You can control how many rows to generate to generate num_rows logic.
from sdv.evaluation.single_table import evaluate_quality
quality_report = evaluate_quality(
salesDf,
synthetic_data,
metadata)
The SDV library also provides equipment to evaluate your synthetic data quality by comparing the original dataset. To begin with a luxurious place by generating one Quality report
You can also imagine how synthetic data compare the actual data using the underlying plotting tool of SDV. For example, import Get_column_Plot From sdv.evaluation.Single_table To make comparison plots for specific columns:
from sdv.evaluation.single_table import get_column_plot
fig = get_column_plot(
real_data=salesDf,
synthetic_data=synthetic_data,
column_name="Sales",
metadata=metadata
)
fig.show()
We can see that the distribution of ‘sales’ columns in real and synthetic data is very similar. To further detect, we can use matplotlib to create a more detailed comparison – such as imagining average monthly sales trends in both datasets.
import pandas as pd
import matplotlib.pyplot as plt
# Ensure 'Date' columns are datetime
salesDf['Date'] = pd.to_datetime(salesDf['Date'], format="%d-%m-%Y")

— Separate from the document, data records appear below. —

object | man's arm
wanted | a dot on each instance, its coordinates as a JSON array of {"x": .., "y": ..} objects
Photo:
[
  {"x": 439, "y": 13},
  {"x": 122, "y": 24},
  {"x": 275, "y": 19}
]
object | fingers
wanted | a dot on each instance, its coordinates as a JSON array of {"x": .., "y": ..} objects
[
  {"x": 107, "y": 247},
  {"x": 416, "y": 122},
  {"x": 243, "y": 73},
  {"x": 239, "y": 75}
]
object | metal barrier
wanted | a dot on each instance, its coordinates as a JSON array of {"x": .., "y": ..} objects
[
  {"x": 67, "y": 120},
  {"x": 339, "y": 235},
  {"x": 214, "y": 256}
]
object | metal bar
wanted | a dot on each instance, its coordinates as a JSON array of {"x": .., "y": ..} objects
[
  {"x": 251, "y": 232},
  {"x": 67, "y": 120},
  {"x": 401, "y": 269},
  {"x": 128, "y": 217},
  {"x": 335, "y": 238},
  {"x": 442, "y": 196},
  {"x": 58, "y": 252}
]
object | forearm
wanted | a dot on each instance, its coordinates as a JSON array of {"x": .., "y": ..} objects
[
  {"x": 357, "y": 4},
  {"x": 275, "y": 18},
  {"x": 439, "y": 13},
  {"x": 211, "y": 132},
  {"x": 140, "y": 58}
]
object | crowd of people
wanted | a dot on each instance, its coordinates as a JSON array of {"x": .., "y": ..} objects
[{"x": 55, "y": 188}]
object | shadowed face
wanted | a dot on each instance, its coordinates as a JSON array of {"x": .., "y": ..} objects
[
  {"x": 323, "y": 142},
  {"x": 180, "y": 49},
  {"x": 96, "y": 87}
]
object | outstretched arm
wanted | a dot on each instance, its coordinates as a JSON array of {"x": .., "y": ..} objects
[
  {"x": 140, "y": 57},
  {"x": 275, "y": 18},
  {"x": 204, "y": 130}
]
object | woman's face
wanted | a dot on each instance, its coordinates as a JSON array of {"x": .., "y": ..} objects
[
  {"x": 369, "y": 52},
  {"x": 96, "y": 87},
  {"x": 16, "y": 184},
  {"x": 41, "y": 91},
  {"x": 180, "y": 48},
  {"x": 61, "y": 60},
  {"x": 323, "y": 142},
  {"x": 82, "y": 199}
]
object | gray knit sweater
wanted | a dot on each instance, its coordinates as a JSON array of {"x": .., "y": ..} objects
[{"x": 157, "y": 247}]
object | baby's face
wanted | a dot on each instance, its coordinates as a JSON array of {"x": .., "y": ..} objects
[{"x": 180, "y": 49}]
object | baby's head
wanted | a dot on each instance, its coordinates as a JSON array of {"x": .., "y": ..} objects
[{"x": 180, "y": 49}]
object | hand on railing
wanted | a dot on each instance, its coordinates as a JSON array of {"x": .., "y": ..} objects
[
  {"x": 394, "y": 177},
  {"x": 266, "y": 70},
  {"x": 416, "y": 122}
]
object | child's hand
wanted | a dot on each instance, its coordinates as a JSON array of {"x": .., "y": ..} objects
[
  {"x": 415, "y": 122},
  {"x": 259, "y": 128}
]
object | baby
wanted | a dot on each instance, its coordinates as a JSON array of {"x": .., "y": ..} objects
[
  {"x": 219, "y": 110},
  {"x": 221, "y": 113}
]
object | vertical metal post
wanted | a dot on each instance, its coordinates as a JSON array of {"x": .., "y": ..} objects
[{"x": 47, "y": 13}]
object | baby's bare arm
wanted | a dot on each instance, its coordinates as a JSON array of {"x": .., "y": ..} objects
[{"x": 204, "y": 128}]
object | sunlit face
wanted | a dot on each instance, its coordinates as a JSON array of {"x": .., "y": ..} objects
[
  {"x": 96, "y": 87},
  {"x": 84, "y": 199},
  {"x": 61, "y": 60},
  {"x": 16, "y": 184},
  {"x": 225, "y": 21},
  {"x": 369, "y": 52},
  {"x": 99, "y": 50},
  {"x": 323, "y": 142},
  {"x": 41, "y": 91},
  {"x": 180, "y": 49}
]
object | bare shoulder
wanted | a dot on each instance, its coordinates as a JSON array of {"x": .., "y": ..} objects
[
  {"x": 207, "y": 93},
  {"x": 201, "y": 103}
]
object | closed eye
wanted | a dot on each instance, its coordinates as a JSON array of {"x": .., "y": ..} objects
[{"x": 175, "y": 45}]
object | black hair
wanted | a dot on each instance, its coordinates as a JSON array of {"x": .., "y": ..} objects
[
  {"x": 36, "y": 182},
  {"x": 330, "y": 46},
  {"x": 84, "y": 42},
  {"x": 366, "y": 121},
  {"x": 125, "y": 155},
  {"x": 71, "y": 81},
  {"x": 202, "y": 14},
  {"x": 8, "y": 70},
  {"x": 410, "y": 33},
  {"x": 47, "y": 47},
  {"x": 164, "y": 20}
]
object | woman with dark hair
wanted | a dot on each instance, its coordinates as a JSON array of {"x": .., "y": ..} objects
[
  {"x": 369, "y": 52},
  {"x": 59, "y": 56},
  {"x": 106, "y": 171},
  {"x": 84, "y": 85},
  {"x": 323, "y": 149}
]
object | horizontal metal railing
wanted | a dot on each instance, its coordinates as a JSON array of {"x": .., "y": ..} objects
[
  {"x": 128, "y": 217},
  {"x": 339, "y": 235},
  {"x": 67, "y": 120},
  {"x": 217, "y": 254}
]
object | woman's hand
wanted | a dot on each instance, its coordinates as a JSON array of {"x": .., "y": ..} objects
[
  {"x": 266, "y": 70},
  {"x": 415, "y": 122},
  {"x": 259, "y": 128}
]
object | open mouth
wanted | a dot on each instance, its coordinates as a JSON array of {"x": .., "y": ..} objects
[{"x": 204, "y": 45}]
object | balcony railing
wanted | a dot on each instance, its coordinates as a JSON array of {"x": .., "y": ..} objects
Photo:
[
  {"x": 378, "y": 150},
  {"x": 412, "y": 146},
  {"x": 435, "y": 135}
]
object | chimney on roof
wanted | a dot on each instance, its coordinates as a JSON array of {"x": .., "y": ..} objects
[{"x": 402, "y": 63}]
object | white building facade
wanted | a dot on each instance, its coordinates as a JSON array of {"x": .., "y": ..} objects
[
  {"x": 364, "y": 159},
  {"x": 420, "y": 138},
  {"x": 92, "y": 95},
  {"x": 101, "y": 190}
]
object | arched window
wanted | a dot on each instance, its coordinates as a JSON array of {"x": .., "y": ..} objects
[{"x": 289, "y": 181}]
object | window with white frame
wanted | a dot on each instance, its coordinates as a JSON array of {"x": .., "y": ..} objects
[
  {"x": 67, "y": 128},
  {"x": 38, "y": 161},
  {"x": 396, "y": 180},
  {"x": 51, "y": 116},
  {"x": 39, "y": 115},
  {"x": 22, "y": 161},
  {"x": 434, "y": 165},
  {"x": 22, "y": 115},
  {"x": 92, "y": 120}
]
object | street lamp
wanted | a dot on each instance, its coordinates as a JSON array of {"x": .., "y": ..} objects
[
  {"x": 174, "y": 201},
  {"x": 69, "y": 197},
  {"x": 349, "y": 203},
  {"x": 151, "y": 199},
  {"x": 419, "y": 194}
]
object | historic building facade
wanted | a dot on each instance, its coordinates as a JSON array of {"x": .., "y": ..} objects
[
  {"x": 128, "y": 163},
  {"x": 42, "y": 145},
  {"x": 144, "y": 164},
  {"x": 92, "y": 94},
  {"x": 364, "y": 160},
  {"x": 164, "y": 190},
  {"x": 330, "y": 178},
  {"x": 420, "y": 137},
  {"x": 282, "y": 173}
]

synthetic_data['Date'] = pd.to_datetime(synthetic_data['Date'], format="%d-%m-%Y")
# Extract 'Month' as year-month string
salesDf['Month'] = salesDf['Date'].dt.to_period('M').astype(str)
synthetic_data['Month'] = synthetic_data['Date'].dt.to_period('M').astype(str)
# Group by 'Month' and calculate average sales
actual_avg_monthly = salesDf.groupby('Month')['Sales'].mean().rename('Actual Average Sales')
synthetic_avg_monthly = synthetic_data.groupby('Month')['Sales'].mean().rename('Synthetic Average Sales')
# Merge the two series into a DataFrame
avg_monthly_comparison = pd.concat([actual_avg_monthly, synthetic_avg_monthly], axis=1).fillna(0)
# Plot
plt.figure(figsize=(10, 6))
plt.plot(avg_monthly_comparison.index, avg_monthly_comparison['Actual Average Sales'], label="Actual Average Sales", marker="o")
plt.plot(avg_monthly_comparison.index, avg_monthly_comparison['Synthetic Average Sales'], label="Synthetic Average Sales", marker="o")
plt.title('Average Monthly Sales Comparison: Actual vs Synthetic')
plt.xlabel('Month')
plt.ylabel('Average Sales')
plt.xticks(rotation=45)
plt.grid(True)
plt.legend()
plt.ylim(bottom=0) # y-axis starts at 0
plt.tight_layout()
plt.show()
This chart also shows that the average monthly sales in both datasets are very similar, only with a minimum difference.
In this tutorial, we demonstrated how to prepare your data and metadata for synthetic data generation using the SDV library. By training a model on its original dataset, SDV can create high quality synthetic data that closely reflects the pattern and distribution of real data. We also discovered how to evaluate and imagine synthetic data, which confirm major matrix such as sales distribution and monthly trends. Synthetic data provides a powerful way to remove privacy and availability challenges, enabling strong data analysis and machine learning workflows.
See notebook on github, All credit for this research goes to the researchers of this project. Also, feel free to follow us Twitter And don’t forget to join us 95K+ ML Subredit More membership Our newspaper,
I am a Civil Engineering Bachelor of Civil Engineering (2022) from Jamia Millia Islamia, New Delhi, and I have a keen interest in data science, especially nerve networks and their application in various fields.